Equality, Diversity and Inclusion
The University of Strathclyde is a socially progressive institution that strives to ensure equality of opportunity and celebrates the diversity of its student and staff community. Strathclyde is people-oriented and collaborative, offering a supportive and flexible working culture with a deep commitment to our equality, diversity and inclusion charters, initiatives, groups and networks.
We strongly encourage applications from Black, Asian and minority ethnicity, women, LGBT+, and disabled candidates and candidates from lower socio-economic groups and care-experienced backgrounds.
Funded candidates will receive a maintenance grant in line with UK Research and Innovation guidance to cover living expenses, with an annual cost of living increase. Home fees are included in the studentship.
Interested candidates should forward a CV (3 pages max. and to include undergraduate and postgraduate degree grade point averages) and project proposal (1500-2000 words) to the Centre for the Study of Human Rights Law: firstname.lastname@example.org. You will receive an email confirmation of receipt within 3 working days. If you do not receive this, please email the named contacts below.
This proposal should indicate:
- Motivations for researching in this subject area,
- Your understanding of the research context, to demonstrate your knowledge of the subject area
- A suggested research question or questions, and how these fit in relation to the suggested questions above
- Potential research methods (including a possible case study if you believe it to be necessary and relevant).
Please indicate in your email if you are available on both interview dates and whether you agree to an interview via Zoom, or whether you are requesting an in-person interview.
If your application is not shortlisted, we aim to let you know within 2 weeks.
Number of places: 1
Shortlisting will be carried out by three members of the supervisory team at the Strathclyde Centre for Doctoral Training in Human Rights-based Decision Making.
It is anticipated that shortlisted applicants will be invited to interview on 14th or 20th June 2023.

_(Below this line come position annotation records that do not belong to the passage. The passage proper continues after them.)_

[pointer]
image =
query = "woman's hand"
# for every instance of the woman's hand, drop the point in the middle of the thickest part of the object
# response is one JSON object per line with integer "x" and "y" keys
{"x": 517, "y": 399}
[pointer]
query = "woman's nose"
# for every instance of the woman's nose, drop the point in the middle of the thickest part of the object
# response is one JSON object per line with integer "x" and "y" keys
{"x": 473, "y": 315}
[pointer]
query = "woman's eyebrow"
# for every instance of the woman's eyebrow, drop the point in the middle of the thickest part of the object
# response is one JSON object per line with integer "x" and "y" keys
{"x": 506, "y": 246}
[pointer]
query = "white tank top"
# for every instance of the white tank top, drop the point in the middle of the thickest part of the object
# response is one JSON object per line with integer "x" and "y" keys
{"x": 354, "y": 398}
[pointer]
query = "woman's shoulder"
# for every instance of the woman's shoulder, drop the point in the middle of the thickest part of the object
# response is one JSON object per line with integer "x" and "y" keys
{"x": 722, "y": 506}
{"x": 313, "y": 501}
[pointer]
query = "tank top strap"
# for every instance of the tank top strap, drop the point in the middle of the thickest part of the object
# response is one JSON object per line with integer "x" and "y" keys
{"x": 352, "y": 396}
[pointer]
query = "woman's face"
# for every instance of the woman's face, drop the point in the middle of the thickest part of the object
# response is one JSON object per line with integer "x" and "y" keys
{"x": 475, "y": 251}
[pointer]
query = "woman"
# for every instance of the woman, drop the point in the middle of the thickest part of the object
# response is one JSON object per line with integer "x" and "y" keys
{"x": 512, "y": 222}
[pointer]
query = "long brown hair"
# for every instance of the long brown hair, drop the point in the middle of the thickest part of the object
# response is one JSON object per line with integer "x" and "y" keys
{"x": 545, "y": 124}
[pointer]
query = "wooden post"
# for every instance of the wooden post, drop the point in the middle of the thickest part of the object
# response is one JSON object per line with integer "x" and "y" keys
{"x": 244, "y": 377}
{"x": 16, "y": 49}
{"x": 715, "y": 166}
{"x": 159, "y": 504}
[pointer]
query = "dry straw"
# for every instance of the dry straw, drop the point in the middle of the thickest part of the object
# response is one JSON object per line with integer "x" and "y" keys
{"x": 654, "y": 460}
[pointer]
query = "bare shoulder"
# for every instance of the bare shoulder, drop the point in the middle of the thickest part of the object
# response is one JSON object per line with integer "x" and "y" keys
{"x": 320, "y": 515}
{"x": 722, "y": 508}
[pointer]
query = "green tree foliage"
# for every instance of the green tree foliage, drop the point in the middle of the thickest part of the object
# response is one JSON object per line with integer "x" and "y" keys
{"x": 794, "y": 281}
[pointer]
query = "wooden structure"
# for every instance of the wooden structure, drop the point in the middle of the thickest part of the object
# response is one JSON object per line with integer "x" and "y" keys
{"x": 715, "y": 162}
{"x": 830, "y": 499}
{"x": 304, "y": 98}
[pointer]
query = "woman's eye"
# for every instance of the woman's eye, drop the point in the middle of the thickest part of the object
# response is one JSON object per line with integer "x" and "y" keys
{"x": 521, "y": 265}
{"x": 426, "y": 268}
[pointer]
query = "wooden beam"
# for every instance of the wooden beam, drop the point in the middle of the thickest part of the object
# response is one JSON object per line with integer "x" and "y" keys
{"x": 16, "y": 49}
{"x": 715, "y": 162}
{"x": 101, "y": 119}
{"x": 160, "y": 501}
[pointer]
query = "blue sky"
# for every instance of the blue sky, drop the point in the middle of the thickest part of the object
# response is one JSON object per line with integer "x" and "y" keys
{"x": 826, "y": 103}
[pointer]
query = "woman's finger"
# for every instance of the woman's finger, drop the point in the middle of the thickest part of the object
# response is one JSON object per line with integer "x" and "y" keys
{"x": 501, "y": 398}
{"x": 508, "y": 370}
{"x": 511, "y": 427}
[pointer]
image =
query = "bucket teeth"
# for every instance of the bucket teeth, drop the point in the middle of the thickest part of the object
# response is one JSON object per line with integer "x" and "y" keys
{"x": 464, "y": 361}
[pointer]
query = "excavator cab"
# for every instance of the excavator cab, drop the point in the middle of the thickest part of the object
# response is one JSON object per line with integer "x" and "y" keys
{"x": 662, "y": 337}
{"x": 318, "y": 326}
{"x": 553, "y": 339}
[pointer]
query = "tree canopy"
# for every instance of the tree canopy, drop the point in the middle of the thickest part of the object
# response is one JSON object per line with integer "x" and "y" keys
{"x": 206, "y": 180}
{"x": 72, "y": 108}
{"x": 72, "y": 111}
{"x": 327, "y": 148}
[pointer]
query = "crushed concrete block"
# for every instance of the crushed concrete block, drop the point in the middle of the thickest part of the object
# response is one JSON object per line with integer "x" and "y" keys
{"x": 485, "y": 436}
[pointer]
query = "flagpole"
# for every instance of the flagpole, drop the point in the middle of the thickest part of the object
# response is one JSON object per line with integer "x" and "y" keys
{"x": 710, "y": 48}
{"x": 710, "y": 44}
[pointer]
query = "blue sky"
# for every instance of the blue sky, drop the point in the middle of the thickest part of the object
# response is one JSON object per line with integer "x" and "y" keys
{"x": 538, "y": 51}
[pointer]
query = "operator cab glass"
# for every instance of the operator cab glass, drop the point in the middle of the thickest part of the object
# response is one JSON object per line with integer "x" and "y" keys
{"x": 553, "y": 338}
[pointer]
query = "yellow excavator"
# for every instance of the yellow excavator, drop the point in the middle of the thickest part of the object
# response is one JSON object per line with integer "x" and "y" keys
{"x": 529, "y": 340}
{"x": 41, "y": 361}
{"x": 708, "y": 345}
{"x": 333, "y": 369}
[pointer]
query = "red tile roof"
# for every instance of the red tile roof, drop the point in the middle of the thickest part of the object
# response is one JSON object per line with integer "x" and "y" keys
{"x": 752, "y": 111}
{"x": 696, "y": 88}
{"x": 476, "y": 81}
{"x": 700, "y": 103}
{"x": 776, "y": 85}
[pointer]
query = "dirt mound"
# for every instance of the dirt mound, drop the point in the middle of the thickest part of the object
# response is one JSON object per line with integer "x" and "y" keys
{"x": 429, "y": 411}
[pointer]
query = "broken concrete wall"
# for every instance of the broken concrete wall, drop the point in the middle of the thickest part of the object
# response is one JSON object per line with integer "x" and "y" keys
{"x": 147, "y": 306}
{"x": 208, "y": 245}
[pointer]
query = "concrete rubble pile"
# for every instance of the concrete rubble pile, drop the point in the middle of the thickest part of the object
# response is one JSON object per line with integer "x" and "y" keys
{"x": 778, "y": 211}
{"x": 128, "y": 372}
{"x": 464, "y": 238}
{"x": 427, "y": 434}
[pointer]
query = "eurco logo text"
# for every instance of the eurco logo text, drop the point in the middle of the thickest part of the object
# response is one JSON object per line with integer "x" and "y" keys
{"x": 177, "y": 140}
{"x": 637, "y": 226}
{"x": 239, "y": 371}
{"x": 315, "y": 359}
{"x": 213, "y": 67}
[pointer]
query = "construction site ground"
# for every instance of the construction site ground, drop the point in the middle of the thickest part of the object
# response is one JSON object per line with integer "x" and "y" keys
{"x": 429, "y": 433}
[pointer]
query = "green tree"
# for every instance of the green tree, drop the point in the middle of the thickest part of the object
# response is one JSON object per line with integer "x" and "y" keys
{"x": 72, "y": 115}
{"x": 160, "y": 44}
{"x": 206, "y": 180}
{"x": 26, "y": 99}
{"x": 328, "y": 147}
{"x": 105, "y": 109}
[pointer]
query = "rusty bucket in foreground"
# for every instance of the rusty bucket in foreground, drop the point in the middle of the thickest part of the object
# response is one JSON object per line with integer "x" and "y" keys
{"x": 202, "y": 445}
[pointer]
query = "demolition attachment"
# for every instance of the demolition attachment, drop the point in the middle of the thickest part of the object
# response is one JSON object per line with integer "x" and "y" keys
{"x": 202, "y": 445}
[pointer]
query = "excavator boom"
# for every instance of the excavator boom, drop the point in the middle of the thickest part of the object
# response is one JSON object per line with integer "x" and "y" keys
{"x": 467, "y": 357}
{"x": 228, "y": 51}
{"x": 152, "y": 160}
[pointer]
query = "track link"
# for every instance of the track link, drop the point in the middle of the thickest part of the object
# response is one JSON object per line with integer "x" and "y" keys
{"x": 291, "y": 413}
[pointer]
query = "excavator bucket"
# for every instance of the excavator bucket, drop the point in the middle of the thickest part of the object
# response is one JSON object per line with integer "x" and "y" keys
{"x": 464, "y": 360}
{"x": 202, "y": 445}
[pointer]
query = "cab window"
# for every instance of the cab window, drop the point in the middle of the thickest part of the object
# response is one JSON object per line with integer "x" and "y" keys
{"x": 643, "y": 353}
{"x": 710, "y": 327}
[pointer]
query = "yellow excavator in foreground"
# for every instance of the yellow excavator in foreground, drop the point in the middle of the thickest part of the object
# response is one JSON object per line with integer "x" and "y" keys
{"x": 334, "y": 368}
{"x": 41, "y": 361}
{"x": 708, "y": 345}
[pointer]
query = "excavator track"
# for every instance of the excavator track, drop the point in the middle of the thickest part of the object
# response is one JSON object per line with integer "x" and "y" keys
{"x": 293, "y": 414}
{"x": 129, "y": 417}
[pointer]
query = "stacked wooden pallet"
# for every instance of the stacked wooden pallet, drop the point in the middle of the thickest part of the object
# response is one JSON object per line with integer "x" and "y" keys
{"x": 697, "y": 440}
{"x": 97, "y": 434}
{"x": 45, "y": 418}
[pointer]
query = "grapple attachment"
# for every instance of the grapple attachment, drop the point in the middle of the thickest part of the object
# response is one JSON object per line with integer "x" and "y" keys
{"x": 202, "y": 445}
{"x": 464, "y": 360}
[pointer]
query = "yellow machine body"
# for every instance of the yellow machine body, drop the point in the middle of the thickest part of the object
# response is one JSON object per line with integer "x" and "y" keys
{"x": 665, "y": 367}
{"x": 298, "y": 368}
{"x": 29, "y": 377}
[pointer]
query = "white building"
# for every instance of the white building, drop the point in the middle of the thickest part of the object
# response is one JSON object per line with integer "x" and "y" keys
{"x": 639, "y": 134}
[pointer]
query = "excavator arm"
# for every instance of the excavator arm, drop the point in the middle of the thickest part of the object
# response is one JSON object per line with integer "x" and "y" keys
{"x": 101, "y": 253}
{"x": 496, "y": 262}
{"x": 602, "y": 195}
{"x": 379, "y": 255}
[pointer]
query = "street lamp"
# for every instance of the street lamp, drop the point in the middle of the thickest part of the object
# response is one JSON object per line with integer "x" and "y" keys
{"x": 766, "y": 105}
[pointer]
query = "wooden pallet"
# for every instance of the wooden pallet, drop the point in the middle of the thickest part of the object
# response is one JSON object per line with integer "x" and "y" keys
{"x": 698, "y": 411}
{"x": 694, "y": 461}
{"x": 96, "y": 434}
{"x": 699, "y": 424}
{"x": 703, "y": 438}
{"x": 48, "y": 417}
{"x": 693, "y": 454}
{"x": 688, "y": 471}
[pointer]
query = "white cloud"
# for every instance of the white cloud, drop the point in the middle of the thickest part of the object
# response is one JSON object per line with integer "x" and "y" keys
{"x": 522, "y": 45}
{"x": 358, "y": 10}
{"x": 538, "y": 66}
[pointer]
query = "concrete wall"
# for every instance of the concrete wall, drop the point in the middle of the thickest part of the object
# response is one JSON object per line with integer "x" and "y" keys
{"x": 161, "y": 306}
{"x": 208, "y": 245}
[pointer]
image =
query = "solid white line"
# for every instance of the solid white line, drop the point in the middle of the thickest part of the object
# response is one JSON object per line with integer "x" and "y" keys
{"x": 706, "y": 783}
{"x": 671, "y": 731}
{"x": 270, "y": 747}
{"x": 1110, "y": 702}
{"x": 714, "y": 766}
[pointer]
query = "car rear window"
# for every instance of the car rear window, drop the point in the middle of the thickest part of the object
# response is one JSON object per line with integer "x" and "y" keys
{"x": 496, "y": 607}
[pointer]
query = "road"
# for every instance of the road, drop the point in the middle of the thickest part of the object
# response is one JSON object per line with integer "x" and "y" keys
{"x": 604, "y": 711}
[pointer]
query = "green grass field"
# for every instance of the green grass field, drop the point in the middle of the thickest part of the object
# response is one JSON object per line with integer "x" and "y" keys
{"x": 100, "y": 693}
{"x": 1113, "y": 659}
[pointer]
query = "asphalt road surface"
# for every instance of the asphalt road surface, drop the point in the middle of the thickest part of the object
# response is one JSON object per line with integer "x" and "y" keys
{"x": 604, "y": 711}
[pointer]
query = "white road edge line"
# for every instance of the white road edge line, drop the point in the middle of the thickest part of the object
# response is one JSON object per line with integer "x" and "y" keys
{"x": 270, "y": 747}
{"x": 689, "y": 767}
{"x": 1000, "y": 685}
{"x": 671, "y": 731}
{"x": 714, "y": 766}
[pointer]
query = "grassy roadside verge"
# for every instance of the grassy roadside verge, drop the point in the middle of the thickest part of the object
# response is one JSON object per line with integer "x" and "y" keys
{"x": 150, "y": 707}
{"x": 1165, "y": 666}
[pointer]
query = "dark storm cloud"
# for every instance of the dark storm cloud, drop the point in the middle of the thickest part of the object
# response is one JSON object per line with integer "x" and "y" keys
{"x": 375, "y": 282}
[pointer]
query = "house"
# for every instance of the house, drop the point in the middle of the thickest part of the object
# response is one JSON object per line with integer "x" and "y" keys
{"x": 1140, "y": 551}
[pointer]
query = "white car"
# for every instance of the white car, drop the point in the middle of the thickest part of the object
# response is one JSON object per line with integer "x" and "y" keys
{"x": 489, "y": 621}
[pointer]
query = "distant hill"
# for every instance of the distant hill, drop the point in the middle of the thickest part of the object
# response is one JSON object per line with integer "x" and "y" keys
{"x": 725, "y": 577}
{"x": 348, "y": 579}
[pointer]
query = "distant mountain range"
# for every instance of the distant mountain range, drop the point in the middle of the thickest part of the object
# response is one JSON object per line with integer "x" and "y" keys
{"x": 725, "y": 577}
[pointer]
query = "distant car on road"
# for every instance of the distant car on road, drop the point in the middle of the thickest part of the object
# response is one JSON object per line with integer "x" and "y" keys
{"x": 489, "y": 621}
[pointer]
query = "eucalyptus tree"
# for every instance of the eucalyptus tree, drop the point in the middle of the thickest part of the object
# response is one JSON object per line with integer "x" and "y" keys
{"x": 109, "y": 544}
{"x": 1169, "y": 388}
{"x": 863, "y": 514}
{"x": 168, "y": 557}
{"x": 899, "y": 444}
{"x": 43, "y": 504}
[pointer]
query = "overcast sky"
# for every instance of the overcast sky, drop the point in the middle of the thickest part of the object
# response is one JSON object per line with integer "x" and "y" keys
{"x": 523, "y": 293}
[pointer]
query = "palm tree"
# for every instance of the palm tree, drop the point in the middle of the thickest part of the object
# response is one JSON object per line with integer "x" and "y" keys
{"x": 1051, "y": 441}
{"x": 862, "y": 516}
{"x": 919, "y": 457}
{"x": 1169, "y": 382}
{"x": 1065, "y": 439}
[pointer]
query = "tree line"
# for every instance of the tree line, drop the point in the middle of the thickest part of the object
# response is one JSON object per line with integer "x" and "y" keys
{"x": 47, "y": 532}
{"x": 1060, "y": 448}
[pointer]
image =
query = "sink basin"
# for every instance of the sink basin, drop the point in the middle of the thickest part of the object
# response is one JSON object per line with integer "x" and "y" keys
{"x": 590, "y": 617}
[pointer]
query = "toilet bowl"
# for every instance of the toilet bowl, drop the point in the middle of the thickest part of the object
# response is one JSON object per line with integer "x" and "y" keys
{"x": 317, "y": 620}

All staff involved in shortlisting and interviewing will have undertaken recent unconscious bias training.
Interviews will take place via Zoom. Applicants can request an in-person interview if preferred and this will be accommodated if possible depending on availability of the interview panel.
To read how we process personal data, applicants can review our 'Privacy Notice for Student Applicants and Potential Applicants' on our Privacy notices' web page.